I didn't know that BuildRoot was now ignored.  I usually specify one for predictability and control, but my shell snippets always use $RPM_BUILD_ROOT and wouldn't notice if you had changed that behavior ;-)  Clearly, if BuildRoot is ignored then the pre-%install rm cannot be tricked by it.  So that concern is addressed.

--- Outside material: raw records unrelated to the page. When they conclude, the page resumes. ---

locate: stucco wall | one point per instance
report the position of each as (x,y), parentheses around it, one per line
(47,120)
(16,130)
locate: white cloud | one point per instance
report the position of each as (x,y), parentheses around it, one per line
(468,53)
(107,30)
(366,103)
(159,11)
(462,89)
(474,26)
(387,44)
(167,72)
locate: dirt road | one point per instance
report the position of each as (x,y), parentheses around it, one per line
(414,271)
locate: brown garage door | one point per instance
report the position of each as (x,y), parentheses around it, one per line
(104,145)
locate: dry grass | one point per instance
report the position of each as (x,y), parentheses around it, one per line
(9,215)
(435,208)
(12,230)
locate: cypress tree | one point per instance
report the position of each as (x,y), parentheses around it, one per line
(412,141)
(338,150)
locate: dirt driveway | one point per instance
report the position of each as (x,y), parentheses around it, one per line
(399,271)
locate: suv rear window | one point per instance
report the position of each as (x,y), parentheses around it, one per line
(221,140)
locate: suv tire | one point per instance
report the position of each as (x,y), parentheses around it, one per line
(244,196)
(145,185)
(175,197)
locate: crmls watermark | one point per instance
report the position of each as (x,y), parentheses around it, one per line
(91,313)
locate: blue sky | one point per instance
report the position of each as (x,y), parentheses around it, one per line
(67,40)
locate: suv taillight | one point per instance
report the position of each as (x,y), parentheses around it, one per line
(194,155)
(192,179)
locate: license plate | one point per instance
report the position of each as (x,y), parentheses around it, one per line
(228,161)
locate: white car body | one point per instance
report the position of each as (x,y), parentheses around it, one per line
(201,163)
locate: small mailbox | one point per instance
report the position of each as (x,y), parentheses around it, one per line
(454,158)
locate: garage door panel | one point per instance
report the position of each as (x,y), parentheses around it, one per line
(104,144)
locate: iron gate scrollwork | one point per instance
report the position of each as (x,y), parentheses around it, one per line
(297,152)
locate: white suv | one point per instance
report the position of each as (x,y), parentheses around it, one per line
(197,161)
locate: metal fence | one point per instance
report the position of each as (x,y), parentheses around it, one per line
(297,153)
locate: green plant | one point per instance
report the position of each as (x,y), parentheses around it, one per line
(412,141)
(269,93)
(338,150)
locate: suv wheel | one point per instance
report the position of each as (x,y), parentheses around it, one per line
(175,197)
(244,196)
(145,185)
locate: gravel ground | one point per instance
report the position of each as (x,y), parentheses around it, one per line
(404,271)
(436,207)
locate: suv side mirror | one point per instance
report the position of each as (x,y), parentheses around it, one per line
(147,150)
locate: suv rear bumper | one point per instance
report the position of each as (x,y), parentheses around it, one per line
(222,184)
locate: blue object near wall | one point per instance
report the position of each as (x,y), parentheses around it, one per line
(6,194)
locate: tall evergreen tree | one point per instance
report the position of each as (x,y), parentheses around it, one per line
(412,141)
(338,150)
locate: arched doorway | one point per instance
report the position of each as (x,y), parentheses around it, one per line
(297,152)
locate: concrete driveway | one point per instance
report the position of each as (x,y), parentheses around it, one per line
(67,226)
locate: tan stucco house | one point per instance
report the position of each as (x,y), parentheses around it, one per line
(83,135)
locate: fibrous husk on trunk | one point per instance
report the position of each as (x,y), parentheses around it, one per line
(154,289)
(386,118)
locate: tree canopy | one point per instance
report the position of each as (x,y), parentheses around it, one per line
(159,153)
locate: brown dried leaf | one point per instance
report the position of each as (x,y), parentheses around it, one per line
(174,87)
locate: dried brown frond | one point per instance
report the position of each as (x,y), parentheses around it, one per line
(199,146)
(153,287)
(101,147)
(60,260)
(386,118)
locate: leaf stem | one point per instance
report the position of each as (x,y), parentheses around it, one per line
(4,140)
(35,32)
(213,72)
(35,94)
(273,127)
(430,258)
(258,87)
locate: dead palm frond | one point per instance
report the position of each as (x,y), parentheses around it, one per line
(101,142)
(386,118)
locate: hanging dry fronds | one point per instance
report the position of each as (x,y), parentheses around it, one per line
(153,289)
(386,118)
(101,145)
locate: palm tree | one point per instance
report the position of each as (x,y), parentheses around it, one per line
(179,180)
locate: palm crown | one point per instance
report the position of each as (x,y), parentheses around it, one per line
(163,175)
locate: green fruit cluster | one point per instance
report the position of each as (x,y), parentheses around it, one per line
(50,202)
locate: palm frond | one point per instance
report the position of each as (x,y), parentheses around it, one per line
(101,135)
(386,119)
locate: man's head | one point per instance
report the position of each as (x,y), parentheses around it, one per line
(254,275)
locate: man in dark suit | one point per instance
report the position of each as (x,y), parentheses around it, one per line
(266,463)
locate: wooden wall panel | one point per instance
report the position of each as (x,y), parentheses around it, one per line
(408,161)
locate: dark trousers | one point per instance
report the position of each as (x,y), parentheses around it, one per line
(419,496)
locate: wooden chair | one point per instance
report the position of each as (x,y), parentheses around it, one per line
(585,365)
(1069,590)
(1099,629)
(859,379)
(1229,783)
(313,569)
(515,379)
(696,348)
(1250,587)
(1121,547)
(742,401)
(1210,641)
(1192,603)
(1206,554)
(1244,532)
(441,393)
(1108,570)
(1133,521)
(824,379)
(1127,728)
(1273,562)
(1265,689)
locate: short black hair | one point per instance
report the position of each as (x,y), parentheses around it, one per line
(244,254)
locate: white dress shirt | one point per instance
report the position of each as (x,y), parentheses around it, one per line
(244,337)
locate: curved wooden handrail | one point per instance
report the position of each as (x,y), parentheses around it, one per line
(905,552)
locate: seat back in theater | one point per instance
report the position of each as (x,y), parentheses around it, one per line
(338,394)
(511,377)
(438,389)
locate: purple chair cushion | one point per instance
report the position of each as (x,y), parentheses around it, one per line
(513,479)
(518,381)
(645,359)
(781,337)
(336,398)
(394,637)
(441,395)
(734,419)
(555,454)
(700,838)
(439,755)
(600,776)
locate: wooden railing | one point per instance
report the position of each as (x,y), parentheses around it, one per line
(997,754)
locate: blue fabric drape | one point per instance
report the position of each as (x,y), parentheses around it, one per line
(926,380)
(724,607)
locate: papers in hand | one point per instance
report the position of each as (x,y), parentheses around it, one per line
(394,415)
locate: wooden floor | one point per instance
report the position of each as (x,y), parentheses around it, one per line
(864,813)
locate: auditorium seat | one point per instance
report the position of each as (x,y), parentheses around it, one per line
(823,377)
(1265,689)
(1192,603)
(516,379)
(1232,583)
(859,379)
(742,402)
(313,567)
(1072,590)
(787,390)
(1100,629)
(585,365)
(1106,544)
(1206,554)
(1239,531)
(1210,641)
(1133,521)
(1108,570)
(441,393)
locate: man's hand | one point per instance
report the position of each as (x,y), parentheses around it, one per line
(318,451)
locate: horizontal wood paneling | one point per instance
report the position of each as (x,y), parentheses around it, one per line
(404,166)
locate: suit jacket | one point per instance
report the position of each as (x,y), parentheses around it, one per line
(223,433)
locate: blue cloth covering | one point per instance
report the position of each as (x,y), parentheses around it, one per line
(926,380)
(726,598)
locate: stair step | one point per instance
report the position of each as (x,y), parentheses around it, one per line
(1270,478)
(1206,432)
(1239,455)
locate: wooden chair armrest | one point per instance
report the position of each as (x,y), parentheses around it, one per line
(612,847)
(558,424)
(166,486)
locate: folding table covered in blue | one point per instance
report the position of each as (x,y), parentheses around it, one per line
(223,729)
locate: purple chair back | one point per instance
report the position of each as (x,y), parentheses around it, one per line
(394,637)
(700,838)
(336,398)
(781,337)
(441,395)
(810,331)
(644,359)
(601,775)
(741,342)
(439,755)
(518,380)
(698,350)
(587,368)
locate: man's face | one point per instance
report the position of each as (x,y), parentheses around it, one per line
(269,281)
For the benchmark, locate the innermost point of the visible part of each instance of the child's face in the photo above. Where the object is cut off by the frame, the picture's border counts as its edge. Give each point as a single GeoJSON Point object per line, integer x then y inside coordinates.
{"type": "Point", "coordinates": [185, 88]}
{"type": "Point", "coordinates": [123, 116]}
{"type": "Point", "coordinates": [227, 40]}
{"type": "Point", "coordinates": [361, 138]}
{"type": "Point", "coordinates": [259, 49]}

That said, I would guess that less than one out of every 10,000 people downloading an SRPM reads the specfile before rebuilding the sucker.  Especially if they found it via rpmfind or the like.  It think it is fair to consider this reality.  What made me extra concerned was that this hidden rm would have surprised even people that actually did look at the specfile and verified no malicious commands existed in the shell snippets.  Thankfully, the BuildRoot deprecation seems to make it safe.

Comment 4 Bug Zapper 2010-06-28 15:44:04 UTC
Fedora 11 changed to end-of-life (EOL) status on 2010-06-25. Fedora 11 is 
no longer maintained, which means that it will not receive any further 
security or bug fix updates. As a result we are closing this bug.

If you can reproduce this bug against a currently maintained version of 
Fedora please feel free to reopen this bug against that version.

Thank you for reporting this bug and we are sorry it could not be fixed.